Programming project carried out as part of the Master's degree in Computer Science at the University of Bordeaux.

The main purpose is to offer an easy way to visualize convolutional neural networks, through two visualizations types described in the paper of G. Strezoski et al. :

  • Reason uses the Grad-CAM technique to display which parts of the source image are most responsible for the classification decision. reason

  • MaxOut displays the maximum activation input for a specific target in any layer of a given model. maxout

Visualizations are implemented with Keras, a high-level neural networks API written in Python and capable of running on top of Tensorflow, and Keras-vis, a high-level toolkit for visualizing and debugging trained keras neural networks models.

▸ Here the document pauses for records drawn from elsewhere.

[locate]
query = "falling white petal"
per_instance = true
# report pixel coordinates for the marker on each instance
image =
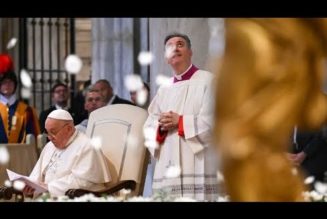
(126, 191)
(220, 177)
(141, 97)
(309, 180)
(26, 93)
(133, 82)
(294, 171)
(173, 172)
(25, 78)
(19, 185)
(321, 187)
(73, 64)
(169, 51)
(96, 142)
(145, 58)
(149, 133)
(151, 144)
(162, 80)
(4, 155)
(132, 141)
(8, 183)
(12, 43)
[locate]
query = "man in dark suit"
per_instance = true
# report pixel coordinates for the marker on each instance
(104, 87)
(310, 152)
(60, 97)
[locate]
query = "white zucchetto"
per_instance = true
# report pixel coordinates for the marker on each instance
(60, 114)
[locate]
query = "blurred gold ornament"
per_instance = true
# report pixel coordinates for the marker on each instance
(270, 79)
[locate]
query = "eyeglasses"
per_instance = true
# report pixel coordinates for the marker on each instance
(54, 135)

These visualizations are proposed in the form of a web application developed with Flask.

Preview

models management page

models management page

models management page

Installation

Install Python 3

sudo apt-get update
sudo apt-get install python3.6

Create virtual environment

virtualenv -p python3 PDPDEEPVISENV

Activate virtual environment

source PDPDEEPVISENV/bin/activate

Install dependencies in virtual environment

pip install -r requirements.txt

Start development server

python run.py

The application is available at http://localhost:8080/.

Load deep learning models with pre-trained weights

If you want to quickly experiment or you don't have any trained model available, you can easily load a model with weights pre-trained on ImageNet :

  python ./models/generate_models.py <name_1> <name_2> ...

Three models are available with this command :

  • "VGG16" : a 22-layers network trained on ImageNet, with a default input size of 224x224.
  • "ResNet50" : a 175-layers network trained on ImageNet, with a default input size of 224x224.
  • "NASNetLarge" : a 1021-layers network trained on ImageNet, with a default input size of 331x331.

Models loaded with this command are generated in the "models" directory.